Persistent Homology on Grassmann Manifolds for Analysis of Hyperspectral Movies

TL;DR

This paper applies persistent homology to hyperspectral movies by modeling data as points on Grassmann manifolds, enabling topological analysis of chemical plume evolution in large, complex datasets.

Contribution

It introduces a novel approach of modeling hyperspectral data on Grassmann manifolds for topological analysis, improving the analysis of dynamic chemical plumes.

Findings

Grassmann manifold modeling captures key structural features.

Topological analysis reveals dynamical events in hyperspectral data.

Method effectively processes large hyperspectral datasets.

Abstract

The existence of characteristic structure, or shape, in complex data sets has been recognized as increasingly important for mathematical data analysis. This realization has motivated the development of new tools such as persistent homology for exploring topological invariants, or features, in large data sets. In this paper we apply persistent homology to the characterization of gas plumes in time dependent sequences of hyperspectral cubes, i.e. the analysis of 4-way arrays.
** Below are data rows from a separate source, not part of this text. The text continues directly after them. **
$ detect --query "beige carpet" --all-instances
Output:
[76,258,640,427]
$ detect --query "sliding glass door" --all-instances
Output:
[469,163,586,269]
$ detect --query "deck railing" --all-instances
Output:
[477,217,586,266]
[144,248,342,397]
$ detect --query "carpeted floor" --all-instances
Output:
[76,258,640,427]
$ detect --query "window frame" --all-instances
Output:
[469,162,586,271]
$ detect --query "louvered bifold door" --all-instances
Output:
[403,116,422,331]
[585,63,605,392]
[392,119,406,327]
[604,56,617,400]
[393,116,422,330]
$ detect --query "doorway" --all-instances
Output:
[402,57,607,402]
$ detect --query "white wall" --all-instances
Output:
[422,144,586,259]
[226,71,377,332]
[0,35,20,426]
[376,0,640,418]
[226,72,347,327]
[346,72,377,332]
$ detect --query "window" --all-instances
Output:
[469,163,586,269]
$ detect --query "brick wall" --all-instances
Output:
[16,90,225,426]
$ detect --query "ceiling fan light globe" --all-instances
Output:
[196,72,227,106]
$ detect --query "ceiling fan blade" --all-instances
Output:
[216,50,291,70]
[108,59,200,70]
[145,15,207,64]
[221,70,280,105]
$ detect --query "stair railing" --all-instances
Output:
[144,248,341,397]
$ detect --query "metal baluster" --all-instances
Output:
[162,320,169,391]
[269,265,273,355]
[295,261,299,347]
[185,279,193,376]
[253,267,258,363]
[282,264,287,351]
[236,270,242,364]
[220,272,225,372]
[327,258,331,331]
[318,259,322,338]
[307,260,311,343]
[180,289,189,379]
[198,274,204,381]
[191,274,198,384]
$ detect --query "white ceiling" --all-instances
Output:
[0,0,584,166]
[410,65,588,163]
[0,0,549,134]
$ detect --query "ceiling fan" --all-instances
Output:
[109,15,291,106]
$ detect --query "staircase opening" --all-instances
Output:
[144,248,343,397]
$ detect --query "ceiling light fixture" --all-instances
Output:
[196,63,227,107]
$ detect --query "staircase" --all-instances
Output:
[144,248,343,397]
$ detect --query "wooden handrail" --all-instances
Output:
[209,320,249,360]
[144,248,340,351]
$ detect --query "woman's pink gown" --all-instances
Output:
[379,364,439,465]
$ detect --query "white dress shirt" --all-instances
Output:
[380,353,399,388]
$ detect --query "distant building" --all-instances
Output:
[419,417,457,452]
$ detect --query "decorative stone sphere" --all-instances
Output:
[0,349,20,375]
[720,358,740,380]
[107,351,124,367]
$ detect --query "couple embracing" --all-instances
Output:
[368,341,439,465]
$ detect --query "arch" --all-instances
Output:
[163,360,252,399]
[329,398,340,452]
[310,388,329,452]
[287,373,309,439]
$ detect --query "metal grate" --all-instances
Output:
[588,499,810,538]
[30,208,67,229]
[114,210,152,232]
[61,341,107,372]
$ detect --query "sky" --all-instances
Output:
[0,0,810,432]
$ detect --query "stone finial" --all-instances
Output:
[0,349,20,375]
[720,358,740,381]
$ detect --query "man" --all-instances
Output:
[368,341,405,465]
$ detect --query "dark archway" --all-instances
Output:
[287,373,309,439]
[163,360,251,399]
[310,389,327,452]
We investigate hyperspectral movies of Long-Wavelength Infrared data monitoring an experimental release of chemical simulant into the air. Our approach models regions of interest within the hyperspectral data cubes as points on the real Grassmann manifold $G(k, n)$ (whose points parameterize the $k$-dimensional subspaces of $\mathbb{R}^n$), contrasting our approach with the more standard framework in Euclidean space. An advantage of this approach is that it allows a sequence of time slices in a hyperspectral movie to be collapsed to a sequence of points in such a way that some of the key structure within and between the slices is encoded by the points on the Grassmann manifold. This motivates the search for topological features, associated with the evolution of the frames of a hyperspectral movie, within the corresponding points on the Grassmann manifold. The proposed mathematical model affords the processing of large data sets while retaining valuable discriminatory information. In this paper, we discuss how embedding our data in the Grassmann manifold, together with topological data analysis, captures dynamical events that occur as the chemical plume is released and evolves.